The Asylum and Immigration (Treatment of Claimants, etc.) Act 2004 (c 19) is an Act of the Parliament of the United Kingdom. It set various rules for immigrants to the United Kingdom. In 2006, section 19 of the Act was declared to be incompatible with the Convention for the Protection of Human Rights and Fundamental Freedoms under section 4 of the Human Rights Act 1998.
Section 19 dealt the problem of so-called “sham marriages”, where immigrants marry British citizens merely to gain leave to stay. In a case heard by the High Court of Justice in 2006, Mr Justice Stephen Silber ruled that as the section made an exemption for marriages held in the Anglican church, it discriminated against non-Anglicans.
Political and sociological context
In 2002 the UK Labour government published a White Paper entitled ‘Secure Borders, Safe Haven: Integration with Diversity in Modern Britain’. The Paper identified a concern that over half those claiming asylum were found not to be in need of protection. There were also concerns about the number of unqualified immigration advisors in the UK. In 2003 the government introduced a Bill to improve the existing asylum system and clamp down on its abuse by those making unfounded asylum claims. The government stated that fairness, firmness and speed would be the hallmarks of this new system.
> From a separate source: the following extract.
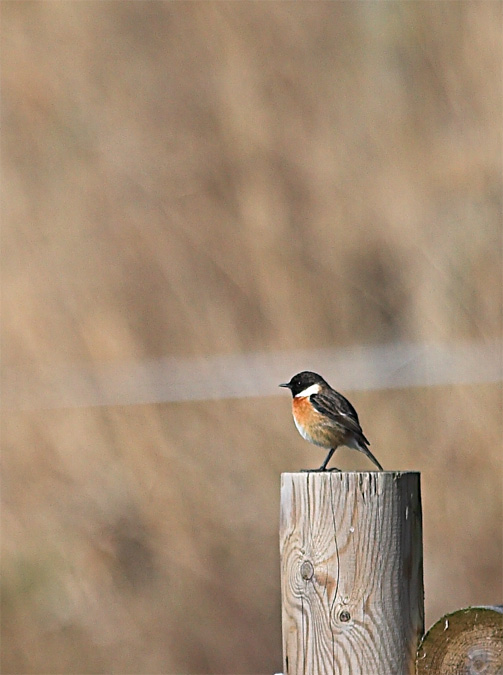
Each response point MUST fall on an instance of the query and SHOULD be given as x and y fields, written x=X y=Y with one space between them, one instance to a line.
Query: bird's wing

The Act aimed to end abuse of the immigration appeals system by dishonest applicants and unqualified advisors. To deter groundless claims and to deal with genuine claims more efficiently, the Act replaced the existing two-tier appeals system with a single tier. The Act also introduced criminal offences for those who deliberately destroyed or lost passports in order to make groundless claims, for trafficking in labour, and for providing unqualified immigration advice. Additionally, the Act provided rules about assessing the credibility of claims, especially for those claimants who travelled through a safe third country before applying for asylum in the UK. Finally, the Act aimed to deal with ‘sham marriages’ where an immigrant married a UK citizen merely to obtain leave to remain in the UK.
Main changes to the law
Section 2 created an offence of attending an asylum interview without having an immigration document establishing the holder’s identity and nationality or citizenship. It is a defence if the person: produces an immigration document within 3 days of the interview; has a reasonable excuse for not having the document; produces a false document and proves this was used in connection with his journey to the UK; or proves that he travelled to the UK without the immigration document at any stage. However, under s.2(7)(b)(iii) ‘reasonable excuse’ does not include delaying or influencing an asylum decision or complying with the instructions of a person who facilitated their entry into the UK unless it was unreasonable not to comply with that person in the circumstances.
Under s.4 it is an offence to arrange or facilitate the arrival of another person in the UK intending to exploit them or believing that another person intends to do so.
Section 8 states that certain factors may be deemed as being damaging to a claimant’s credibility when assessing an asylum claim. The section lists behaviours which are designed to conceal information or mislead. These are: failing to produce a passport on request to an immigration officer; producing an invalid passport as if it were valid; destroying, altering or disposing of a passport, ticket or travel document without reasonable excuse; failing to answer a question asked by a deciding authority without reasonable excuse; failing to make an asylum claim in a safe country if this was reasonable; and failing to make an asylum claim before being arrested or notified of an immigration decision unless the claim relies on matters arising after the arrest.
Under s.9 the Secretary of State could order that financial support be withdrawn from an asylum-seeker who had reached the end of the asylum process and exhausted their appeal rights if, without reasonable excuse, they failed to take reasonable steps to leave the UK on 14 days’ written notice. Under s.10 this included the provision of accommodation.
Section 19-25 established a Certificates of Approval scheme that required non-EEA nationals (those from outside the European Economic Area) to obtain permission from the Secretary of State to marry. Section 20 required anyone subject to immigration control to give notice in a specified form to a Registrar before marrying outside of the Church of England. Under s.25 the parties could only marry if they had entry clearance to marry or written permission from the Secretary of State.
Under s.26 the existing two-tier system of asylum and immigration appeals was replaced by a single Asylum and Immigration Tribunal headed by a President. Under this provision most appeals would be heard by a single judge, with a District Immigration Judge providing oversight.
Section 39 created an offence of advertising or offering to provide immigration advice by an unqualified person.
Schedule 3 laid down rules for third country decisions. Normally if an asylum seeker passes through a safe third country which could have heard their asylum claim their claim in the UK is halted while a decision is obtained from that country. The Schedule listed 28 safe counties of the EEA except Lichtenstein, Croatia and Switzerland. Other countries could also be declared safe on a case by case basis. These included countries where the immigrant would not face persecution or human rights violations.